Robin Fabbro.
![](https://i0.wp.com/gagrule.net/wp-content/uploads/2022/03/Ukraine-want-to-burn-all-world.jpg?resize=801%2C460&ssl=1)
Since Russia’s full-scale invasion of Ukraine five weeks ago, emotions are understandably running high.
For many, the scale of the injustices unfolding before them has led to a quest to find any way to weaken Russia; any way to help Ukraine prevail. This has led to calls from Ukrainian officials, foreign commentators, and social-media-users-cum-security-experts to expand the war to new fronts, including in the Caucasus.
Such calls are both irresponsible and morally indefensible. Not everything that is bad for Russia, or which might distract Russia from its assault on Ukraine, is a good thing.
In an interview with the Ukrayinska Pravda newspaper, the Secretary of the National Security and Defence Council of Ukraine, Oleksiy Danilov, said that the resumption of war in Georgia and Nagorno-Karabakh (as well as in the Kurils, Kaliningrad, and Transnistria) would greatly help Ukraine.
The Verkhovna Rada, Ukraine’s parliament, celebrated the recent outbreak of hostilities in Nagorno-Karabakh in a since-deleted tweet stating that: ‘👍 Azerbaijani forces went on the offensive in Karabakh’.
The clashes in question have already led to the deaths of three soldiers from the Nagorno-Karabakh defence forces and forced residents of one village to flee their homes.
While these statements are irresponsible, they are perhaps somewhat understandable given the immense pressure Ukraine is facing. What is less so, is the armchair generals in the West preaching the same dangerous rhetoric, out of either ignorance or a malicious contempt for human life.
Such rhetoric extends to American congresspeople. In response to the violence in Nagorno-Karabakh, Republican congressperson Adam Kinzinger tweeted that some countries ‘realize now maybe [sic] a good time to get your land back from Russia’.
Toomas Hendrik Ilves, a former president of Estonia, also chimed in asking ‘what happens if the Georgians decide they want their Russian occupied territories back?🤔’
Similarly, Paul Miller, a former Whitehouse staffer and Professor at Georgetown University believes that ‘now would be a good time for Georgia to retake South Ossetia and Abkhazia.’
No, now would not be a good time for war to break out once again in the Caucasus.
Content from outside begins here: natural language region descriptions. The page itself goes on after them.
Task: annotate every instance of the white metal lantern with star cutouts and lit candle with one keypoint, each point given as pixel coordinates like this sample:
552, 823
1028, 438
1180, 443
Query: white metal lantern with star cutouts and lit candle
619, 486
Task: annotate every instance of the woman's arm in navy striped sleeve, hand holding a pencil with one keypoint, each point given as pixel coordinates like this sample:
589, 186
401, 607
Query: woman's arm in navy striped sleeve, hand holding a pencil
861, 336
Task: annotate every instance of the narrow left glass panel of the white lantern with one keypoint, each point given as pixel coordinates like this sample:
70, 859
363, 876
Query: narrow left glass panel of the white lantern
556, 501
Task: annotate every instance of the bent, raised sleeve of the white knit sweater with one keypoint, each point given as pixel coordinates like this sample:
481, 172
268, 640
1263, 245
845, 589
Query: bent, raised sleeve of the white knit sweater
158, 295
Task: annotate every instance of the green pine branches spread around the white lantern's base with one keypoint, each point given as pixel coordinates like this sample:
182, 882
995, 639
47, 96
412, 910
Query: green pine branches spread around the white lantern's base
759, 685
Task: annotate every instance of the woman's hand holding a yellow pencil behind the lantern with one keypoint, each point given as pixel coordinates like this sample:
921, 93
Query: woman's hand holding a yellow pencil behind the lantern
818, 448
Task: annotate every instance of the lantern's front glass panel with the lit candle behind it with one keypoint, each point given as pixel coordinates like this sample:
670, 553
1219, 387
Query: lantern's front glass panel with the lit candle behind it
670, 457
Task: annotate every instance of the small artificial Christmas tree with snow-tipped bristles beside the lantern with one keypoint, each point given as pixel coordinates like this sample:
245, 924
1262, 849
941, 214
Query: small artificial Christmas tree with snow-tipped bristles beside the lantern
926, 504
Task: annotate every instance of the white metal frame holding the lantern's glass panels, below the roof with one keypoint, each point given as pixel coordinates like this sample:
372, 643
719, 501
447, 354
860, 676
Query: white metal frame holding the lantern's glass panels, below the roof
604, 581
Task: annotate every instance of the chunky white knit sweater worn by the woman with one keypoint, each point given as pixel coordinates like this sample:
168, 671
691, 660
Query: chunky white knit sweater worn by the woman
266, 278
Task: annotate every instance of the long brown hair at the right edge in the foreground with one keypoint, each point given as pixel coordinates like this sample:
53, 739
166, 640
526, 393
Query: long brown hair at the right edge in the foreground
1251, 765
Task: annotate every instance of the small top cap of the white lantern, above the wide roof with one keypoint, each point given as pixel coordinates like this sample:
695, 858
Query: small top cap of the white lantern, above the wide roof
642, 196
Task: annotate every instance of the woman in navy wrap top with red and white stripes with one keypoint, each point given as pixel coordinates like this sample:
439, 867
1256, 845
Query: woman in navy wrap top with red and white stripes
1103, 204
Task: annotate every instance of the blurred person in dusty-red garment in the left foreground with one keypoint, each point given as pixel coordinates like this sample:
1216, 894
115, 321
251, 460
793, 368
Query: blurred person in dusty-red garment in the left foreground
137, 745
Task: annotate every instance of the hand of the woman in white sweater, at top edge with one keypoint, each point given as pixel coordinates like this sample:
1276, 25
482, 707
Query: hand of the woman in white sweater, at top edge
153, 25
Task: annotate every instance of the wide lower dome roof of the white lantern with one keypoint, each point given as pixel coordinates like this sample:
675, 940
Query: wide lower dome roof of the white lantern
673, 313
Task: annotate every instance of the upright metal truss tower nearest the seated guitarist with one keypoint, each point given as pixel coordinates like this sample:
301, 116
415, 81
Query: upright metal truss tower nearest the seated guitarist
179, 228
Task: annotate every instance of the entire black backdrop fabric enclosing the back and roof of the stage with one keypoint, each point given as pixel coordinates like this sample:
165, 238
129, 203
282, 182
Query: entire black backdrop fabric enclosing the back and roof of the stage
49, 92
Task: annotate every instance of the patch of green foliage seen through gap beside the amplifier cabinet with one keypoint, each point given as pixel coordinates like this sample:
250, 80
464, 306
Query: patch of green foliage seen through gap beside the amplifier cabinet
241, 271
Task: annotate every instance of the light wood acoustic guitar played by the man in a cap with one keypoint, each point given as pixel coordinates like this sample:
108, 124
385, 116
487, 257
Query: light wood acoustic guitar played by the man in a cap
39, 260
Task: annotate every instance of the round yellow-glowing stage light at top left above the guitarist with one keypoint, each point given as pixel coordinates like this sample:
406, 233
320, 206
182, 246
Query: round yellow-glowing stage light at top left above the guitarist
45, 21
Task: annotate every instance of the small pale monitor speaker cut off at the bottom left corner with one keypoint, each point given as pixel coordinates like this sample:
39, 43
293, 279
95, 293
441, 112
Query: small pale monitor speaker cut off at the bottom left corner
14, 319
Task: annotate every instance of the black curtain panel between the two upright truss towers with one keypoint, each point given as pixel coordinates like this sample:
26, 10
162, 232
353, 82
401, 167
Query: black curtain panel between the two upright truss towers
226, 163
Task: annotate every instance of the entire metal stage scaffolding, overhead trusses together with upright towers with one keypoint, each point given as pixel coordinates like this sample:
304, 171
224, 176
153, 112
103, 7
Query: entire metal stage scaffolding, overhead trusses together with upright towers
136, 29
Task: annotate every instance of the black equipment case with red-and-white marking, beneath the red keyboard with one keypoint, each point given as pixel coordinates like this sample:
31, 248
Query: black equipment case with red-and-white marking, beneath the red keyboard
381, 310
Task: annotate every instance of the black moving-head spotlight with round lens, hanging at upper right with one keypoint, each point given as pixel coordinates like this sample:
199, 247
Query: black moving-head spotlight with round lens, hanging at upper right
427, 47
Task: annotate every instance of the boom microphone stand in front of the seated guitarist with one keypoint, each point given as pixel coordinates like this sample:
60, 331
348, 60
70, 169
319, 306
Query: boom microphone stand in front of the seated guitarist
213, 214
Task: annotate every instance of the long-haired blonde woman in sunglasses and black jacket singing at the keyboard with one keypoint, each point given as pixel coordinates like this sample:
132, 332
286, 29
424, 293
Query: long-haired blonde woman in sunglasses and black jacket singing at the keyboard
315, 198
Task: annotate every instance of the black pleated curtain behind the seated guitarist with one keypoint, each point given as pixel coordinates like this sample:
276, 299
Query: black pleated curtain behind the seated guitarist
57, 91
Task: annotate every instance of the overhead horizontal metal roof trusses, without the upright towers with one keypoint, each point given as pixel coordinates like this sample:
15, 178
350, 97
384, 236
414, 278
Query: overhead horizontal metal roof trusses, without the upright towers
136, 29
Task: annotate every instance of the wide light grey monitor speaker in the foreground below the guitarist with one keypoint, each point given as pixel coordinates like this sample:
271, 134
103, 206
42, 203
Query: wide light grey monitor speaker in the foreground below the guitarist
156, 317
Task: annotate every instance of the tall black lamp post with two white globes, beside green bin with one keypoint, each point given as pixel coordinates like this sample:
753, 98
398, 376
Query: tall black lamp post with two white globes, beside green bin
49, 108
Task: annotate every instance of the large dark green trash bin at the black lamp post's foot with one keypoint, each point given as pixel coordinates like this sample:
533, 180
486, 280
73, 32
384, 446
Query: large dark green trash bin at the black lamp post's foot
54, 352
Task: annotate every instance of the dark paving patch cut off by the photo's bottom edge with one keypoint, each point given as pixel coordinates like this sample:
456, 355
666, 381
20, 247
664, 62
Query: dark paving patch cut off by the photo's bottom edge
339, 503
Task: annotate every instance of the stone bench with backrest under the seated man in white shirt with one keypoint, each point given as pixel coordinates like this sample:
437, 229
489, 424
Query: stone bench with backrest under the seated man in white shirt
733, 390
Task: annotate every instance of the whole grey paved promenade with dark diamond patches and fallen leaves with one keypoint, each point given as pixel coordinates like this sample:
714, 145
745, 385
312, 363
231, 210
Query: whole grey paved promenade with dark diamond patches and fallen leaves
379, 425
There is no good time for the level of human suffering that would bring.
The conflicts in Abkhazia, South Ossetia, and Nagorno-Karabakh have already led to countless deaths and the displacement of over a million people. The brutality seen in the 2020 Nagorno-Karabakh War (which in the face of Western indifference, Russian mediation brought to an end) serves as a vivid example of their cost.
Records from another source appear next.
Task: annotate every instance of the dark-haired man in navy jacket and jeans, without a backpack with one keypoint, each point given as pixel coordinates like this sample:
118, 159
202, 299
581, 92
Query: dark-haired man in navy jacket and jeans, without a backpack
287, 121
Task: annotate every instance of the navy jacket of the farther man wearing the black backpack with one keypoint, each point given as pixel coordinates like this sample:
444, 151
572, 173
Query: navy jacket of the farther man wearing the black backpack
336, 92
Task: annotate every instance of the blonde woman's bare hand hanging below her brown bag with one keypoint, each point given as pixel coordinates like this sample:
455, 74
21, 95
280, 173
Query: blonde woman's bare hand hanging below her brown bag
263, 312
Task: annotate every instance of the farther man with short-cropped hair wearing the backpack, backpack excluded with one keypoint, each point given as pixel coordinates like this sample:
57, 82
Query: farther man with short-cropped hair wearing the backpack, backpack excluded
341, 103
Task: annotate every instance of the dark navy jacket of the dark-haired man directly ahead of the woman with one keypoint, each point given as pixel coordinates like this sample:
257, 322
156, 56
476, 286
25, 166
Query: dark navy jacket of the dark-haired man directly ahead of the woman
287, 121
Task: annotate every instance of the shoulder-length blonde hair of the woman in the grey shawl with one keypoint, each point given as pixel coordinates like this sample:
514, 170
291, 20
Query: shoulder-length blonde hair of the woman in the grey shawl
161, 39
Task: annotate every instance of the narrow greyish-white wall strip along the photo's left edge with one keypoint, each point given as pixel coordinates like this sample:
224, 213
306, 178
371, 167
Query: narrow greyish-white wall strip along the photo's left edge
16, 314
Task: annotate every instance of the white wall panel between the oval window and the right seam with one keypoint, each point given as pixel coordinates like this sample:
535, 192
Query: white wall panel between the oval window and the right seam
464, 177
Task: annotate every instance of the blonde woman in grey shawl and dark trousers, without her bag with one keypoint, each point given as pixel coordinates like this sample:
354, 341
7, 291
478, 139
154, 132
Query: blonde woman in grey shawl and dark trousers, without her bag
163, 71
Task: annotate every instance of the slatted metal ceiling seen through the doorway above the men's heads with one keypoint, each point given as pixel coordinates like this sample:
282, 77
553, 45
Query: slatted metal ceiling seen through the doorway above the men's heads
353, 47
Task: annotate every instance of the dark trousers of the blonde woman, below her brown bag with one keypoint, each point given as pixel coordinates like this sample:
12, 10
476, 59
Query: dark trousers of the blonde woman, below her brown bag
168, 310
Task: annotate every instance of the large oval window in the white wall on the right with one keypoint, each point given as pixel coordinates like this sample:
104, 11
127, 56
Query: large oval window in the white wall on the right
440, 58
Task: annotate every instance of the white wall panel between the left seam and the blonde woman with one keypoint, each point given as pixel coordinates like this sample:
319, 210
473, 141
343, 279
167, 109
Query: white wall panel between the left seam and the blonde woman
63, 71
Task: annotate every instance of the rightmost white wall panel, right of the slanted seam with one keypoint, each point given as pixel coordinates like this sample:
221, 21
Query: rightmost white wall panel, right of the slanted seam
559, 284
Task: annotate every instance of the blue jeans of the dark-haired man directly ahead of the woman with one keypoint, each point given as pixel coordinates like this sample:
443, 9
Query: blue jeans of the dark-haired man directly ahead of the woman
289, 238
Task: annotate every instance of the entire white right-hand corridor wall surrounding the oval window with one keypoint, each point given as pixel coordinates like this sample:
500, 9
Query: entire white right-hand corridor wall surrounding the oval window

I have no doubt that many such calls for war are largely born of ignorance of what it is they are advocating, and ignorance of the long history of these conflicts going back to the collapse of the Soviet Union and beyond.
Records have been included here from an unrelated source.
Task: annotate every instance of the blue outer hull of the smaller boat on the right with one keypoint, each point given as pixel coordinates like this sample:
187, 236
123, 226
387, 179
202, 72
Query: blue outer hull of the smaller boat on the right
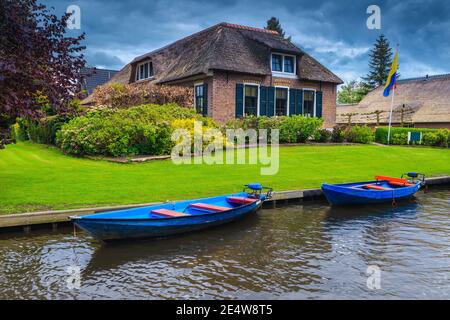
345, 194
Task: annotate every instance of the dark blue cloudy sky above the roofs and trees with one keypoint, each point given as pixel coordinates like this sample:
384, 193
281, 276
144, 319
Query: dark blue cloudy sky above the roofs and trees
334, 32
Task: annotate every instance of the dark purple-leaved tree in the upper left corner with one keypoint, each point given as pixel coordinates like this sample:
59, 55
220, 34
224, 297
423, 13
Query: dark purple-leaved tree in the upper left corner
36, 57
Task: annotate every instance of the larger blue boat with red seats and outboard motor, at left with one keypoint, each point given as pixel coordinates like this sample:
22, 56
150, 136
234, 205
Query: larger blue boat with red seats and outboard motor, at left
173, 218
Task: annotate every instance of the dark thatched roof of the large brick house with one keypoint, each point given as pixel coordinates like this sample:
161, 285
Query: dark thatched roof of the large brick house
226, 47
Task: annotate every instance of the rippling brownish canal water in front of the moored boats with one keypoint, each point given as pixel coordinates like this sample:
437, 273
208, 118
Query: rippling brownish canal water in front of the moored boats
292, 252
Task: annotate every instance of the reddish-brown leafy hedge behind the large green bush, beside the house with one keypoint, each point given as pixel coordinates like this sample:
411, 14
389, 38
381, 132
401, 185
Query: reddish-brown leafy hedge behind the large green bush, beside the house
118, 95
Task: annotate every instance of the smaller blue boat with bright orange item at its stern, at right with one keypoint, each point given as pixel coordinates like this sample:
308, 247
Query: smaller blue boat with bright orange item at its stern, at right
383, 189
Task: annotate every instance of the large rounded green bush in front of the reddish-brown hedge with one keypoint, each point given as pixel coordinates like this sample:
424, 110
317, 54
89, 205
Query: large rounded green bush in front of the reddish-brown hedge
145, 129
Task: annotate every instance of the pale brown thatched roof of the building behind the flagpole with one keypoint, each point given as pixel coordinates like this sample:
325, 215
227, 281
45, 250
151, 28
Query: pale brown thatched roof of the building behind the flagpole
423, 100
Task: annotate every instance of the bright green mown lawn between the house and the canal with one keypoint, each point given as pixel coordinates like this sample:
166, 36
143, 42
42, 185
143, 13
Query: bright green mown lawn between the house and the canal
36, 177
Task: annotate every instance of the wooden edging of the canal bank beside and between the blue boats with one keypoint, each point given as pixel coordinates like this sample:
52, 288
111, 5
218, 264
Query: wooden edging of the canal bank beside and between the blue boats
46, 219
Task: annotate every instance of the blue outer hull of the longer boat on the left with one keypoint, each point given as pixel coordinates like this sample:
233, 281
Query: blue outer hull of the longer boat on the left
118, 229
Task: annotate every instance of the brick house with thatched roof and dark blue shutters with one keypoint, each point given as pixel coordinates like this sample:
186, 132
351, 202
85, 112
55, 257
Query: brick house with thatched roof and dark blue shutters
236, 70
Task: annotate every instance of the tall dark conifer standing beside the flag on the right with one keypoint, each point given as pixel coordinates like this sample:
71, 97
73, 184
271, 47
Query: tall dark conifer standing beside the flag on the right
380, 60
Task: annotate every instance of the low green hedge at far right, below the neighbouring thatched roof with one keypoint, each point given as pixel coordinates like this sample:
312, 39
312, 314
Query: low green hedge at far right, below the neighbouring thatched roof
430, 137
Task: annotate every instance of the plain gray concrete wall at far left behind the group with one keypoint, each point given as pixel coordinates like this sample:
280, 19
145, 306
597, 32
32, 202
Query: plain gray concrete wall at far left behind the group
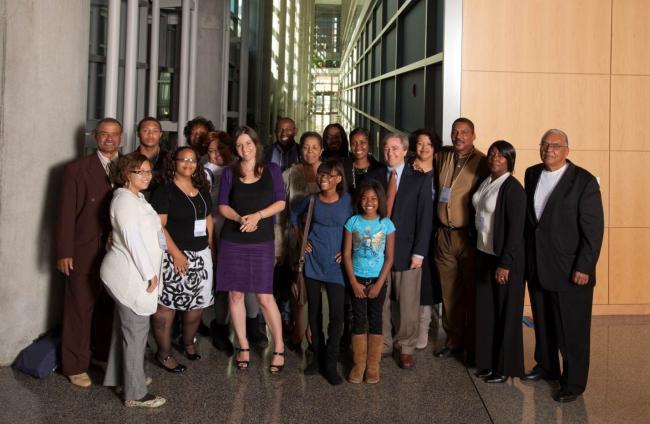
43, 77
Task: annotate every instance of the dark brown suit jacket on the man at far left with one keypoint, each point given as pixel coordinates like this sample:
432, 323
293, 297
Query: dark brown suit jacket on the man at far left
84, 224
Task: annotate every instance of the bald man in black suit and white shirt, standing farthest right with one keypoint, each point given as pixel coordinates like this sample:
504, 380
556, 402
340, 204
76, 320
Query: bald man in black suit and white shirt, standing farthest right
564, 233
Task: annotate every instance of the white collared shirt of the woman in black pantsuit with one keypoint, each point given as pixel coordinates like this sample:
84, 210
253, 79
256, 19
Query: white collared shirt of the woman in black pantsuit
485, 202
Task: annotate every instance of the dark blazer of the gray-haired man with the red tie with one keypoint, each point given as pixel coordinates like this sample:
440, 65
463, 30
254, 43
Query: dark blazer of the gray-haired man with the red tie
412, 214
Though Russian imperialism can be seen as playing some part in Russia’s role in them, these conflicts are not black and white and they cannot be transposed onto the Russian invasion of Ukraine.
One of OC Media’s five core values that inform our reporting (which you can support here) is that of peace.
This does not mean surrendering in the face of aggression and injustice; it does not mean we believe Ukraine should cave to Russia’s outrageous demands just to get a ceasefire.
It is a belief that the conflicts that have wracked the Caucasus for decades leaving untold suffering in their wake can and should be resolved through dialogue, compromise, and a common understanding of humanity.